Erzählt von der Enge in der oberbayerischen Provinz, am Kochelsee, also von Dorf, Kirche, Schule, Elternhaus - und immer auch von den Gegenwelten, von den Räumen der Freiheit, der Wildnis in der Natur, im Moor, in den Wäldern oder von den wilden Phantasiewelten zwischen zwei Buchdeckeln, von Piratenleben, Kämpfen, Schiffsüberfall.
So erstickend eng empfindet schon der junge Ludwig diese Welt, dass sein erster Ein-Bruch mit vierzehn -wie er schreibt - eigentlich zu einem Aus-Bruch wird, in verbotene Räume, ins Anders-Sein, in die verweigerte Anpassung, in die Welt dunkler und wilder Abenteuer hinein.
So sehr ersehnt, dass die Unfreiheit und Enge der Gefängniszelle wie eine Ankunft in der Gegenwelt wirkt, wie ein großer Zielhafen, - und freilich auch wieder als Startbahn für neue kriminelle Höhenflüge und Abstürze.
Es ist nicht der sprunghafte Wechsel eines abenteuerlichen Lebens allein, der den Reiz der Lugmeierschen Erinnerungen ausmacht.
Dieses Leben zwischen Angriff und Flucht,
zwischen Freiheitsgenuss und Haftmarathon,
zwischen großen Coups, globalen Mondänreisen nach London, Mexiko und den Bahamas und der kleinen Gefängniszelle.
Es ist vor allem die - schon von Elke Heidenreich beim Festivalauftakt in Prüm - gerühmte Erzählkraft Ludwig Lugmeiers. Der, ohne Selbststilisierung als Opfer und ohne nachträgliches moralisches Alibisuchen unpathetisch und nüchtern und doch wortstark und bildmächtig den Schattenzonen und Abgründen des Lebens nachspürt, nicht nur dem fünf Meter tiefen Abgrund und der mehr als schiefen Bahn vor dem Fenster des Frankfurter Gerichtsgebäudes an jenem Februartag 1976.
In der Tat zählt Lugmeiers Autobiographie „zu den eindringlichsten und literarisch gelungensten Texten über die Existenz als bewaffner Räuber, als Flüchtiger, als jemand „auf der anderen Seite“ und als jemand, der zu einem „Anderen wird“, nicht erst in der Grenzerfahrung des Überfalls - sondern auch beim Schreiben.
Und das wollte er im Knast vor allem: schreiben.
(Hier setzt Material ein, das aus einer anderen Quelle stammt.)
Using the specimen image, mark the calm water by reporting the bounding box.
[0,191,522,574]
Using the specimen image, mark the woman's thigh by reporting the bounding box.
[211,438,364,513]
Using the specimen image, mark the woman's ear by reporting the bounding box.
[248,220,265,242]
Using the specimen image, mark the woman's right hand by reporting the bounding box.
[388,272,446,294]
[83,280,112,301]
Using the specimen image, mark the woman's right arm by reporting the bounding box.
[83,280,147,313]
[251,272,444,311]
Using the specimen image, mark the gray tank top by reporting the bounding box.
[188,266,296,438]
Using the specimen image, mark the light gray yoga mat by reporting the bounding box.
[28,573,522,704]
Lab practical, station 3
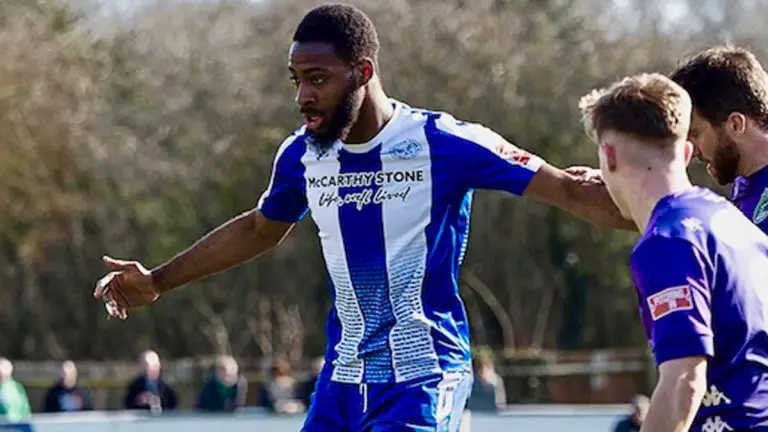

Geschichten von Menschen, die extreme Erlebnisse hinter sich hatten. Also Geschichten von Mithäftlingen, also sein eigenes Leben. „Für einen, der schreiben will“, sagt Lugmeier, sei der Knast „eine außergewöhnliche Bereicherung“.
Und schreiben, sagt er, sei manchmal so „gefährlich wie ein Banküberfall“.
Dass eine solche Veranstaltung nicht zuletzt von den Kreissparkassen der Eifel gefördert wird, finde ich eine noble Geste des Verzeihens und der literarischen Anerkennung mehr als 30 Jahre danach.
Meine sehr geehrten Damen und Herren,
längst hat Ludwig Lugmeier den Absprung aus seiner kriminellen Vergangenheit geschafft, hat sich freigeschrieben nicht zuletzt in der Gefängniszelle. Seit dem nationalen Wendejahr 1989, seit 17 Jahren also ist auch er in Freiheit, und seit wenigen Stunden erstmals in der Eifel.
Und jetzt ist er - hoffentlich nicht nur auf einen Sprung - zu Gast beim 7. Eifel-Literatur-Festival 2006 - erstmals im „Tor zur Eifel“, in Mayen. Herzlich willkommen Ludwig Lugmeier.